Je pourrais également mentionner le renforcement de l'habitat inclusif, les dispositions concernant la lutte contre les maltraitances, dont certaines font partie de notre stratégie nationale, ou encore celles relatives à l'amélioration des conditions de travail des aides à domicile, qui comprend notamment une carte professionnelle de stationnement et une aide financière liée à leurs déplacements, qui pèsent sur leur pouvoir d'achat. Sur ce point comme sur les autres, il reste du travail, mais nous avançons dans le bon sens.

Mesdames et messieurs les députés, « il y a on ne sait quelle aurore dans de la vieillesse épanouie », écrivait Victor Hugo : bel écho à notre ambition commune, celle du bien vieillir ! Le fait que nous vivions plus longtemps doit être une chance pour tous.

M. Christophe Bex
Pour tous !

Mme Fadila Khattabi, ministre déléguée
Nos réformes ambitieuses, mais aussi les dispositions utiles, concrètes, réalistes que le Parlement a inscrites dans ce texte y contribueront. Après l'adoption de la proposition de loi, il nous restera, si vous le voulez bien, trois priorités : la gouvernance, pour clarifier la répartition des compétences entre État et collectivités territoriales, notamment les départements ; le développement de l'habitat intermédiaire, pour que ceux qui ne peuvent plus vivre seuls, mais gardent une certaine autonomie, accèdent à un accompagnement personnalisé ; le financement, le nerf de la guerre, pour décider collectivement qui paie quoi entre la sécurité sociale et l'État, entre les différentes générations, finalement entre les Français eux-mêmes.

Un député du groupe RN
Ah !

M. Christophe Bex et M. Frédéric Mathieu
Rien n'est gratuit !

Mme Fadila Khattabi, ministre déléguée
C'est un véritable choix de société qu'il nous faudra faire ensemble. Le Gouvernement souhaite, sur ces trois points, ouvrir le débat avec les premiers intéressés : je m'engage devant vous à ce que nous en discutions avec vous, avec tous les Français,…

M. Boris Vallaud
Nous sommes d'accord avec tous les Français !

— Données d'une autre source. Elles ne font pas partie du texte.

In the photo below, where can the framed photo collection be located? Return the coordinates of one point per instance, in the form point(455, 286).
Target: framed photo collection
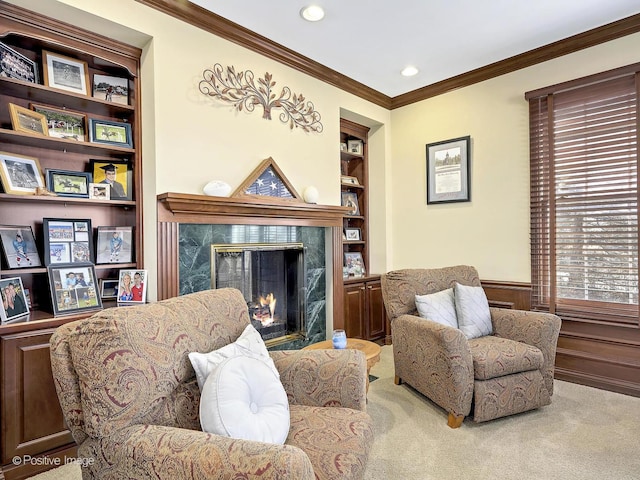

Mme Fadila Khattabi, ministre déléguée
…à en tirer toutes les conséquences législatives qui s'imposent – je vous le dis, monsieur Vallaud ! Ce n'est qu'avec l'engagement des collectivités, des départements, que nous pourrons mener à bien ces concertations et dégager les voies de réforme appropriées. Vous l'aurez compris, cette proposition de loi est une pierre de plus dans notre chantier du grand âge,…

M. Thibault Bazin
Il y faudra plusieurs pierres !

M. Pierre Cordier
Il faut beaucoup de pierres pour construire un mur !

Mme Fadila Khattabi, ministre déléguée
…ni la première ni la dernière, mais une pierre indispensable à la construction de notre modèle social en vue d'une meilleure prise en charge de la dépendance. C'est pourquoi je vous invite à voter largement en sa faveur. (Applaudissements sur plusieurs bancs des groupes RE, ainsi que sur les bancs des commissions. – Mmes Maud Petit et Estelle Folest applaudissent également.)